The Choices We Make
The Choices We Make
My parents recently moved into assisted living, and my siblings and I had the bittersweet task of cleaning out our childhood home. It’s a project that inevitably leads to recollection: Sorting my dad’s big-band albums meant recalling bill-paying Saturdays, when he put on baggy pants, ate French burnt peanuts, and worried aloud that the way things were going, we were all headed to the poorhouse. Then there were the reverberations of my patrician mother’s strange love of junk mail and her 374 hobbies, 371 of them abandoned.
This emptying-out was an especially big job, because my parents bought the place in 1966, and let’s just say that William Morris’ maxim – have nothing in your house that you do not know to be useful or believe to be beautiful – held no sway in our family.

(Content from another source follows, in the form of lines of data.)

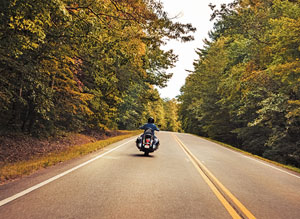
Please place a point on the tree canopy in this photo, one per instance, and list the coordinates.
(245, 87)
(87, 64)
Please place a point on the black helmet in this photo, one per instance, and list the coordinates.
(150, 120)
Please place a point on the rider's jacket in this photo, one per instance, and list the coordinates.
(150, 126)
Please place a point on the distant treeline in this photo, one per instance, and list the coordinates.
(87, 64)
(245, 86)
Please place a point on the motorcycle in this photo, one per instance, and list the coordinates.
(147, 142)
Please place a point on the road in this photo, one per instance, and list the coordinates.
(188, 177)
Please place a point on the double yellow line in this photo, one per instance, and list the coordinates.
(234, 207)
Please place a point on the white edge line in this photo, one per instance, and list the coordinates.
(251, 158)
(26, 191)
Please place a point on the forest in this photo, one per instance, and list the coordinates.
(72, 66)
(245, 86)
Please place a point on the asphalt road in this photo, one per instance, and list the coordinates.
(188, 177)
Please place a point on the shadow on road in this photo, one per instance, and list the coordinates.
(141, 155)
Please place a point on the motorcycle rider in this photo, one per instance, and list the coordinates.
(153, 127)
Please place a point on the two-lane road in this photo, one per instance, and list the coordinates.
(122, 183)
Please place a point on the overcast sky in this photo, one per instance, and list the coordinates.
(197, 13)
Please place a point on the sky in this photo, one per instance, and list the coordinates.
(198, 14)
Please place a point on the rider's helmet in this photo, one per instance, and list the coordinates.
(150, 120)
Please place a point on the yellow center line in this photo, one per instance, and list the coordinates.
(210, 179)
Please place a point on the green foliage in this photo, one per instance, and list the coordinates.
(70, 66)
(245, 86)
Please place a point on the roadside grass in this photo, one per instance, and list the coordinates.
(295, 169)
(14, 170)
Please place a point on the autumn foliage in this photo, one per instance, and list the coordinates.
(245, 87)
(78, 65)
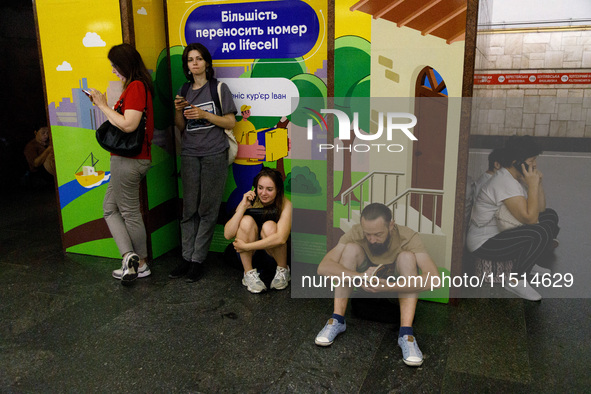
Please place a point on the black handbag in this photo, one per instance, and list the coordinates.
(112, 139)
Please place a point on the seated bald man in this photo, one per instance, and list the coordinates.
(376, 241)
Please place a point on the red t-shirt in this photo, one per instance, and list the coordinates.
(134, 97)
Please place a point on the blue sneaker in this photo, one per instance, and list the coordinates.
(329, 332)
(411, 354)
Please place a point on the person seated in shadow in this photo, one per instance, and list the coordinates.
(494, 164)
(39, 155)
(262, 221)
(473, 186)
(517, 188)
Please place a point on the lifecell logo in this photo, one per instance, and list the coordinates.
(345, 127)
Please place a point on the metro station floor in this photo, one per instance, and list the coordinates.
(67, 326)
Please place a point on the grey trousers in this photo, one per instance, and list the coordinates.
(203, 180)
(121, 206)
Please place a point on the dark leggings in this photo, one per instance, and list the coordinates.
(524, 244)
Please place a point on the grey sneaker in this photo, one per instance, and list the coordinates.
(253, 283)
(330, 331)
(131, 263)
(142, 272)
(411, 354)
(523, 290)
(281, 279)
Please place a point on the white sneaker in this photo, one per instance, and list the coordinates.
(523, 290)
(253, 283)
(281, 279)
(536, 269)
(142, 272)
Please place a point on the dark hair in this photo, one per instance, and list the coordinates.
(206, 56)
(128, 62)
(496, 156)
(277, 179)
(519, 148)
(377, 210)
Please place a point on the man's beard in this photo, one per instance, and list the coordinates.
(378, 249)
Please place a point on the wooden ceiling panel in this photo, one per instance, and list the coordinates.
(445, 19)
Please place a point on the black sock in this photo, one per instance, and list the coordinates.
(339, 318)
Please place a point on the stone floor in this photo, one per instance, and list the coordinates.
(67, 326)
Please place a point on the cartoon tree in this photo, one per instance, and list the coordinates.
(352, 59)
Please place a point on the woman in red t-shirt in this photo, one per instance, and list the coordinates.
(122, 203)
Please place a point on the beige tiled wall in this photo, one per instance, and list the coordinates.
(539, 110)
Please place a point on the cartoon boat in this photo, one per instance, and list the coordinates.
(89, 177)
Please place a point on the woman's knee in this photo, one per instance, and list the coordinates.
(247, 225)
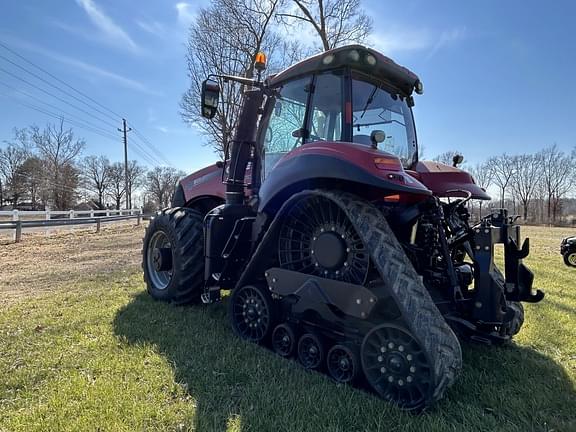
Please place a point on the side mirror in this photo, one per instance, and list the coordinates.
(209, 98)
(376, 137)
(457, 160)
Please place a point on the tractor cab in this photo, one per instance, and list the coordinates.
(347, 95)
(333, 239)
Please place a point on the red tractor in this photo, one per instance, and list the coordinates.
(339, 247)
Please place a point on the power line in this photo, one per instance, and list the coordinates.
(53, 95)
(55, 86)
(31, 96)
(151, 146)
(145, 154)
(60, 117)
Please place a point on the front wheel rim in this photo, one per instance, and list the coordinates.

It’s disconcerting enough to sift through someone else’s stuff, deciding what to keep and what to toss. It feels callous, insensitive, much too intimate. But the really haunting part is to glimpse the lives lived, the choices made. I found myself wondering what somebody would think if he or she came to clean out my house. What’s with all those books I’ve acquired on perspective drawing? How about the bins of crumbling polymer bricks? And why have I never done anything with them? Fear? Perfectionism? Attention deficit disorder?
Many of us want to live thoughtfully, artfully. But if you look around our homes, you’ll see piles, desk drawers, even whole rooms of unrealized dreams. As a magazine staff, we hope to inspire you to bridge the gap between your artful intentions and the choices you make every day. As we imagine it, art is not something you hang on a wall or put on a pedestal and forget. It is a conscious way of life.
Master enamelist June Schwarcz is a model of thoughtful, artful living. Schwarcz is 93, and as focused on her art form as ever. Tell her she’s remarkable for continuing to work, and she’ll wave you off. “With a limited time to live, there’s a decision to make every day – what to spend it on, what to create,” she says. Look inside Schwarcz’s home and studio, and you can’t miss her intentionality.
The same is true of Margaux and Walter Kent, the subjects of Crafted Lives, a new department in the magazine. Walter Kent built their art studio. The couple is launching an edible backyard landscaping business, with the goal of re-creating the spaces and lifestyle of 19th-century homesteaders who came to Philadelphia. They collect art, yes, but their definition includes skulls, an old leg brace, an antique pistol. Their 4-year-old learned the alphabet by pounding metal type into reclaimed leather.
Artful living means different things to different people. To some, it’s precious time in the studio. To others, it’s kitchen gardens, handcrafted bicycles, and artisan chocolate. The key is to figure out what it means to you. And act on it.